Lavoro e sicurezza: con lo smartworking il rischio è informatico
L’emergenza Covid-19 ha spinto molte aziende a ricorrere al lavoro da remoto: quali sono i rischi informatici?
In queste settimane di emergenza gli italiani hanno scoperto un nuovo termine: smart working. Il lavoro da remoto, modalità utilizzata abitualmente in Italia solo dal 3,6% dei lavoratori secondo una recente indagine Eurostat, è diventata l’unica alternativa per milioni di persone nel nostro Paese. Un cambio di rotta forzato e, in alcuni casi, improvvisato, che nasconde qualche insidia: non solo problemi di produttività e strumenti a disposizione, ma anche di sicurezza informatica, soprattutto nel caso di attività che portano a gestire dati sensibili o a maneggiare documenti riservati.
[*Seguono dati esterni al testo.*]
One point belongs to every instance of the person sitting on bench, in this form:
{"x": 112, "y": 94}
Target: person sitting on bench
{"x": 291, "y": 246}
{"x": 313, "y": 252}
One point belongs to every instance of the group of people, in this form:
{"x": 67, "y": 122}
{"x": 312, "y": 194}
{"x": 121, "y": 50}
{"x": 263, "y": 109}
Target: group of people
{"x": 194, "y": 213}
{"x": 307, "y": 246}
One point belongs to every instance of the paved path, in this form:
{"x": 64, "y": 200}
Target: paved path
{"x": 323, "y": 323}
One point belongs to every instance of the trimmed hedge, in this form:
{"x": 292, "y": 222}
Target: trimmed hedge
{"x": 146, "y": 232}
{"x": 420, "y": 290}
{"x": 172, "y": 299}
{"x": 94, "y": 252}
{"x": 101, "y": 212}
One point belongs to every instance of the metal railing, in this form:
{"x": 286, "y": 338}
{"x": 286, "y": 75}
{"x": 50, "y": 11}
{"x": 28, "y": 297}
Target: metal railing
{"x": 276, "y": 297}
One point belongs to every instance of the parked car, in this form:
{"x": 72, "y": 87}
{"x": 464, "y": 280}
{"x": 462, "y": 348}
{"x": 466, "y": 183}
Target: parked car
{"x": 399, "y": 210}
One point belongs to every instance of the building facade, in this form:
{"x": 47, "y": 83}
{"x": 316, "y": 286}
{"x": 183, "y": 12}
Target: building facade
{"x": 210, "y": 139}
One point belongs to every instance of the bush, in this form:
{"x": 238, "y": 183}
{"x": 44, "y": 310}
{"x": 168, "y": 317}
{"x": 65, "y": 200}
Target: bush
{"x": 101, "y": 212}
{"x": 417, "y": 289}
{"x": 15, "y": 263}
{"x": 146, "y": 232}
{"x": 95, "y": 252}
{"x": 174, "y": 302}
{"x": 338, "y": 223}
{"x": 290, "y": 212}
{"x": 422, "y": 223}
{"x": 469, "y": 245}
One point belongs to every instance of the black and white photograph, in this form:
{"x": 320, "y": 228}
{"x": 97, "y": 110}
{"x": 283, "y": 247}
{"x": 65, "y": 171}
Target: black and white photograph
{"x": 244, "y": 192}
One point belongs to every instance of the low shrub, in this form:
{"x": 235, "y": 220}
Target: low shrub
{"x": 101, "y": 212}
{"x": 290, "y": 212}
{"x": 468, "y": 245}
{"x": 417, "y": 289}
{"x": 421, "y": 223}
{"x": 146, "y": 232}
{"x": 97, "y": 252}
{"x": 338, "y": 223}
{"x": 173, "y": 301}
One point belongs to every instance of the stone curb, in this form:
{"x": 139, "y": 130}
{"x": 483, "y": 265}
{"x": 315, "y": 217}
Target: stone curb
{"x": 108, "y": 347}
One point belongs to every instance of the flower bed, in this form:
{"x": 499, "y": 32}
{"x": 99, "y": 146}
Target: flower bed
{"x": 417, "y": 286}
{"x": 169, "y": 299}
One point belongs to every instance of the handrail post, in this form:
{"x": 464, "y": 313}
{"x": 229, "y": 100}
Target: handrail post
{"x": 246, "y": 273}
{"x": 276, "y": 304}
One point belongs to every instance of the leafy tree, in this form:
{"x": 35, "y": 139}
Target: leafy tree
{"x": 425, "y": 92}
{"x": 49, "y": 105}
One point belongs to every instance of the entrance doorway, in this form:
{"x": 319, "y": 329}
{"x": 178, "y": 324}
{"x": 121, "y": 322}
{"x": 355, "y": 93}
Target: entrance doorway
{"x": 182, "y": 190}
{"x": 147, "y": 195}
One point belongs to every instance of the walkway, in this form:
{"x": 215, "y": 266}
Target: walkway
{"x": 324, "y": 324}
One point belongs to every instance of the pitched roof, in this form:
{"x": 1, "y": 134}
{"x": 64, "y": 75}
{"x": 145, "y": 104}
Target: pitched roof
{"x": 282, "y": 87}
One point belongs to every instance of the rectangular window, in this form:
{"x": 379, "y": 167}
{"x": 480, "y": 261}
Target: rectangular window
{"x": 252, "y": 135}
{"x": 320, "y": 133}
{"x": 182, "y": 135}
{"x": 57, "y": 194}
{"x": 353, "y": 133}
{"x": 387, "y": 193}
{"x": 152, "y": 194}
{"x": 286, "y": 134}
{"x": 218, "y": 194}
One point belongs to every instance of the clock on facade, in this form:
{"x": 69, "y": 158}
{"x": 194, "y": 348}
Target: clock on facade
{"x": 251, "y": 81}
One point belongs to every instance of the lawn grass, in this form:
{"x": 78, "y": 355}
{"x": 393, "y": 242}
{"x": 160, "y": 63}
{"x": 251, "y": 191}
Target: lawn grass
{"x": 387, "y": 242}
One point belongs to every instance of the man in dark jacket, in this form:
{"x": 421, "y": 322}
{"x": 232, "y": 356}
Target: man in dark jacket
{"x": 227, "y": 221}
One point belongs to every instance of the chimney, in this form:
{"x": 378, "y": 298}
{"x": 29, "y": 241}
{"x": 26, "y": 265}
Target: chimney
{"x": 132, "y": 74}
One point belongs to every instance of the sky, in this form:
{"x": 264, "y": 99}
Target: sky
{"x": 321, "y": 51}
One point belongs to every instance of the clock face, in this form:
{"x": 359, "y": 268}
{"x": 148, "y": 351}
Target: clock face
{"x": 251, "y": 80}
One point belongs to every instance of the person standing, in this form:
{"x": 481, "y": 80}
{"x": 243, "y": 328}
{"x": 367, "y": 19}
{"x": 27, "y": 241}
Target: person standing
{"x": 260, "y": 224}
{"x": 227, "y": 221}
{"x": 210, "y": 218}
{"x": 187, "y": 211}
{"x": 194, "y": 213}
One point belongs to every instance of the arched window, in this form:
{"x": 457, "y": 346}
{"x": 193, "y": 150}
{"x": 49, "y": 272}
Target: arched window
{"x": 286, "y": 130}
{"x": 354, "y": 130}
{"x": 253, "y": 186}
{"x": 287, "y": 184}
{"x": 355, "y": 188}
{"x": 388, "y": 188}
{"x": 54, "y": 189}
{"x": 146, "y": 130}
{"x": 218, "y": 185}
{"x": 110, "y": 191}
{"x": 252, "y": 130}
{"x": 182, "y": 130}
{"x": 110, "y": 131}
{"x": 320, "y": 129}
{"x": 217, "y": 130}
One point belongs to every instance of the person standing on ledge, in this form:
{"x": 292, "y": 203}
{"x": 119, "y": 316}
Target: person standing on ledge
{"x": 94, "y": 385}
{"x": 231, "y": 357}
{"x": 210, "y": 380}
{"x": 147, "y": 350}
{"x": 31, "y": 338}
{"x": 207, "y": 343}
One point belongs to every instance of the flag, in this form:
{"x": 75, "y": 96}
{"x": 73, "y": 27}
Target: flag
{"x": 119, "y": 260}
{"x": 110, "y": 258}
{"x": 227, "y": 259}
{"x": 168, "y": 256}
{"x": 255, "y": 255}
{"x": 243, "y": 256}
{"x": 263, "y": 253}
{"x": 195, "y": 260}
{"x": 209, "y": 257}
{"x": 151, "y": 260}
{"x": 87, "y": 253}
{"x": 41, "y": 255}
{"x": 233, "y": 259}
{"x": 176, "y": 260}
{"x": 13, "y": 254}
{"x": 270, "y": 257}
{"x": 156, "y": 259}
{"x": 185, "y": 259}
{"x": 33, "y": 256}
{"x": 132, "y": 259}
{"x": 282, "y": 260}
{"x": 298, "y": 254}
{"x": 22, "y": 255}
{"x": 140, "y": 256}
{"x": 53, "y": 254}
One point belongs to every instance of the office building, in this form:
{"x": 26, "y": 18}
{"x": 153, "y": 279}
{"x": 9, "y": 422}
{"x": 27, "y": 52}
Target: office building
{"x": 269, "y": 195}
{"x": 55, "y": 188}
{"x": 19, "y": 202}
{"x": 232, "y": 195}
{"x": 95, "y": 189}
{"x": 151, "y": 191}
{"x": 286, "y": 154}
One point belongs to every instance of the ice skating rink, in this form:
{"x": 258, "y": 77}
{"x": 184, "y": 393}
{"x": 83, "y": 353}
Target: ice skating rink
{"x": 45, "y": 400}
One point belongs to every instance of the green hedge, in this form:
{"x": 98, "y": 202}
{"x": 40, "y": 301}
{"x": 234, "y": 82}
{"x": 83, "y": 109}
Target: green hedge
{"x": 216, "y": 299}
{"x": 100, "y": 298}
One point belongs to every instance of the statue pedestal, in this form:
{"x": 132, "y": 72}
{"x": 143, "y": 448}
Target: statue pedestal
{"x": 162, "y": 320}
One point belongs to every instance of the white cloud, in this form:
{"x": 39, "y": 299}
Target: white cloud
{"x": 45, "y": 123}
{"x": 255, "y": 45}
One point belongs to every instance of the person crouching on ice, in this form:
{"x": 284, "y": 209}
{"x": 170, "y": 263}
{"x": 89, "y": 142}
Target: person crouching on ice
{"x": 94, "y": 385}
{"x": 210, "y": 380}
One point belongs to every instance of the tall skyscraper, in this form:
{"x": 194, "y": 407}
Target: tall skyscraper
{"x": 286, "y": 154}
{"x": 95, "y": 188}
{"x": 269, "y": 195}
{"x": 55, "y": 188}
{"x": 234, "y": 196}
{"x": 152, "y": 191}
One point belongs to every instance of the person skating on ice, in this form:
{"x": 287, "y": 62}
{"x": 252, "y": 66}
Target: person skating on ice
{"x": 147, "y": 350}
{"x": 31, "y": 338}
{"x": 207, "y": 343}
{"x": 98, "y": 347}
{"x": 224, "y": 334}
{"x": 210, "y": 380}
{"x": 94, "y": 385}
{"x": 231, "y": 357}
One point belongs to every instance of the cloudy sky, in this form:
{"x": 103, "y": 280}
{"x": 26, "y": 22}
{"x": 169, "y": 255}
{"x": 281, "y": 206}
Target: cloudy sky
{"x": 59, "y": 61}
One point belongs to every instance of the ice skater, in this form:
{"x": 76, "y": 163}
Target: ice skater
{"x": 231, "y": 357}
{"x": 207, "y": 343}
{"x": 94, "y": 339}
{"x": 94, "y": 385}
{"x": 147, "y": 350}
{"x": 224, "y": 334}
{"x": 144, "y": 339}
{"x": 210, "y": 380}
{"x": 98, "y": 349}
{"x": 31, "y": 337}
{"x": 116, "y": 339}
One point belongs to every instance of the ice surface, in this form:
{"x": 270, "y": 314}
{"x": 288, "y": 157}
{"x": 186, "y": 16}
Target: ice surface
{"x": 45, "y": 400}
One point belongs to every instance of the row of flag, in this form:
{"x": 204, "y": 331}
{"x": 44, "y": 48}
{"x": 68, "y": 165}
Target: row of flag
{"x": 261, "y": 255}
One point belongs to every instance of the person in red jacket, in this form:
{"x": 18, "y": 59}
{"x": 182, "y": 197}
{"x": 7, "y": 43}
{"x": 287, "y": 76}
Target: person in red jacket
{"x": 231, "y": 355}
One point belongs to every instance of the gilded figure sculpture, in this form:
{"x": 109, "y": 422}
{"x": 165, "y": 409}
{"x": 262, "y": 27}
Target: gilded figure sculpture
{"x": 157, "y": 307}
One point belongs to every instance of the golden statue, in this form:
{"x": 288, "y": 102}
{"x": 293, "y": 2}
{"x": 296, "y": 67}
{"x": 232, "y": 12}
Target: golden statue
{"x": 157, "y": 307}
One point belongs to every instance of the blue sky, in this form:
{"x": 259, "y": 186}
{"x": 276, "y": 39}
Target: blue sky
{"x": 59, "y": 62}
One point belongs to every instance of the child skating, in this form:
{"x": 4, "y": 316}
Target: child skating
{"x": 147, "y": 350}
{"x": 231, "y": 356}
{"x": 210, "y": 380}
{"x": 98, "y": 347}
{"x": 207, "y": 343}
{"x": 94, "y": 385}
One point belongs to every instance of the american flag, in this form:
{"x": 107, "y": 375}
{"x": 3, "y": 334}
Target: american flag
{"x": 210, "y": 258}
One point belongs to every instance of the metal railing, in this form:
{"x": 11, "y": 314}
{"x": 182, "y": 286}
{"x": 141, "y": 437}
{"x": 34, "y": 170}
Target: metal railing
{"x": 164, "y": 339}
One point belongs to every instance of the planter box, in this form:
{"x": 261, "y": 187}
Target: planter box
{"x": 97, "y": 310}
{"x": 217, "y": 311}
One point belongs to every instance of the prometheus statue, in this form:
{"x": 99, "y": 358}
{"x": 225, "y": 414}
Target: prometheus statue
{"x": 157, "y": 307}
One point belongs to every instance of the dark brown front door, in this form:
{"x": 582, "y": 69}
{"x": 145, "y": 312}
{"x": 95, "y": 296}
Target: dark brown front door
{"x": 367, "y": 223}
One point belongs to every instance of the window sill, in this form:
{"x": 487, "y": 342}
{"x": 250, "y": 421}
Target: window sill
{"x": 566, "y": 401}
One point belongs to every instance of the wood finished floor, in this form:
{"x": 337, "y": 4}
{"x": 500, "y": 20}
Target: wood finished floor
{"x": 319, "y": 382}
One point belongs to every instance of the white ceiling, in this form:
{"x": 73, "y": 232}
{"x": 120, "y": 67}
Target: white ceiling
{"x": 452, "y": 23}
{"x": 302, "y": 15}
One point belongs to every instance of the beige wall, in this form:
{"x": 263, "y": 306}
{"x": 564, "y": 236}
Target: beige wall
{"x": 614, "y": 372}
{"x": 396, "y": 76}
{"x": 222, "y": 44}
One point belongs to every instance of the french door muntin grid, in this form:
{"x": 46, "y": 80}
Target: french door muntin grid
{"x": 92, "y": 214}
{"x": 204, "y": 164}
Meglio utilizzare strumenti aziendali
“Il tessuto produttivo italiano – ha commentato Silvio Ranise, a capo del gruppo di lavoro Security & Trust in FBK – non era preparato e pertanto si cerca di far fronte ad una situazione inedita. Si sta facendo ricorso a tutti gli strumenti a disposizione inclusi quelli personali per poter contribuire almeno in parte alla produttività delle aziende”. Ma questo cosa comporta? La prima insidia arriva dagli strumenti: molti dipendenti sono costretti a lavorare da casa con dispositivi personali, facilmente attaccabili. I rischi sono diversi, dalla presenza di antivirus “deboli” (sempre che siano presenti) all’utilizzo di software non aggiornati e vulnerabili fino alla connessione con reti e modem non sicuri.